Self-Sustainable Skyscraper For Virus Outbreaks

Self-Sustainable Skyscraper For Virus Outbreaks

Honorable Mention 
2021 Skyscraper Competition

Yinan Qin, Bo Wei, Jingting Yan, Chao Xie

Since ancient times, humans have coexisted with viruses and plagues which—from the Black Death in the mid-fourteenth century to the raging coronavirus in 2019—threatens humankind’s survival. The relationship between humans and viruses implies and gives birth to a new mode of production and lifestyle. The outbreak of the COVID-19 pandemic has made people pay more attention to public hygiene and laid more stress on the need for isolation space than ever.

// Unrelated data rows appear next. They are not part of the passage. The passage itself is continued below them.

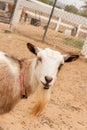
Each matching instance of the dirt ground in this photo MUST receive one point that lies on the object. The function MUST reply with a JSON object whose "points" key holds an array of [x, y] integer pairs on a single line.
{"points": [[67, 109]]}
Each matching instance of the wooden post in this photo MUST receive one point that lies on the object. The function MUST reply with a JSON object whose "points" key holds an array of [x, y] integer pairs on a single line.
{"points": [[58, 24], [17, 13], [49, 20], [78, 30]]}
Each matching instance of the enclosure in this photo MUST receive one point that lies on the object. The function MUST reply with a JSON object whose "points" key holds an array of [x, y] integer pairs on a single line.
{"points": [[67, 109]]}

Based on the premise of the normalization of pandemics, the design features a new mode of human residence under extreme conditions where infectious diseases break out at any time in the future. It’s a fully enclosed three-part modular building. The lower part is a quarantine area for those who contract a virus; the middle part is a virus monitoring area for those who are in an unknown health status, which also serves as a buffer zone for people’s commuting and activities; the upper part is a space of residential units with absolute safety. A vertical structure connects the three parts with a magnetic levitation device, ensuring their functioning and mobility among them in the vertical direction. All people’s traffic and connections go through the health monitoring area in the middle of the building. This buffer zone is a “window of community” fully controllable under extreme conditions. Its height changes according to the number of healthy people, reducing the spread of the virus.

In our vision, people live in a box house where the whole unit is modularized but still, it can be personalized within a certain range. The boxes on each floor can move freely within the range defined by the slide rails, so they could go to different zones. Stacked arches, which not only guides the different traffic paths between the buildings but also implies the memory of the traditional architectural image of the past, form the buffer space in the middle; the flexible paths between buildings move accordingly as the windows slide up and down, presenting a new image of diversified and dynamic architectures in the future.